Been thinking about the existential bent of last night's posting. I'm finding I have incomplete thoughts of late. My vanilla blog has a huge hole in it recently when I tried to link the Secretary of State's current Mid-East trip to a failed foreign policy and a new strategy for US intervention. Heady stuff, eh? And then, here, attempting to link strip clubs to 50 First Dates and existentialism -- and, again, not being all that successful in drawing the linkage.

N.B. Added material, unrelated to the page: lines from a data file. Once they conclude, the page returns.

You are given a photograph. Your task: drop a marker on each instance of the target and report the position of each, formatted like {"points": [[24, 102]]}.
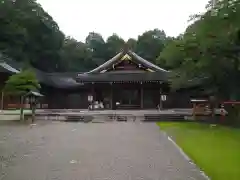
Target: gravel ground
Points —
{"points": [[78, 151]]}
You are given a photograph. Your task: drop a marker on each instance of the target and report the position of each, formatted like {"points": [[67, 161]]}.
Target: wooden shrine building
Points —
{"points": [[127, 81]]}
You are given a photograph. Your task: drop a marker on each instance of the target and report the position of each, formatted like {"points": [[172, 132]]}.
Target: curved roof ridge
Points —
{"points": [[101, 67], [147, 62]]}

So, I'm here, now, waiting for my burger. Already Debra has come up to say hello. "Mr. Sausage Factory," she purred. Ooh, la, la. Nice to be known. And Corey stopped by and we chatted briefly about an upcoming rally in southern Virginia. The Nazis and the Klu Klux Klan have evidently joined forces and want to march at some National Park. Last week I clicked the Next Blog button in the upper right of some Blogspot blog and I ended up at some blog about it (and, now, I've lost it). Seems there's some folks planning a love-in to counter the hate of the white supremists. Cool, and I've been talking it up. Somehow Corey and I got on the topic last night. Seems she has an interest 'cause she's in a committed inter-racial relationship (okay, the plain way to say that is her boyfriend is black; like I care). (Sidebar: Like I care about her boyfriend's race. I guess it was important because we were talking about the love-fest, so there was a link. But for some people, it's like they just have to tell you. Like some people who are gay: they feel they have to announce it. Whatever. Be yourself. Perhaps that's my existentialist response. Be yourself and I really don't need to know about it.)
While I'm thinking about it: I highly recommend the burger at Dauphines. Charcoal flavored and cooked to perfection on a NY style potato roll. Best burger I've had in years -- and that's not because it comes with a side of young titties, but 'cause it tastes good.
Good food -- and Anna, the waitress -- tempted me with a triple fudge chocolate cake that, while not to die for, is worth at least passing out for.
Nice. Very nice place. Everyone is so friendly. Arianna, wearing a hot orange flourescent, skin-tight dress stops by. I'm struck by her real smile and the sparkle of her eyes; even in this dim light, her eyes glitter. Full of life.
And the chocolate cake has got to have a million carbs, after just one bite attacking my already expanding belly.
Question: Is it okay to leave cake on the plate? Do I have to finish it?
A related question: Is it okay to leave a strip club with cash in my pocket? Do I have to tap out. (Years ago, I would never exit a strip club with cash: it was my duty to leave it with the lasses. Thank goodness -- at least for me -- I'm not there anymore.)
Corey is back up on the stage; she dances with a dancer's grace. Half-a-dozen dancers and each has a distinct personality and style. She's fluid and hip-y and sexy and water-like. Damn.
So, I'm here. And I choose to be here. And, yet, I desire a connection. And I look forward to geting home and being with Jane and Miller: connected.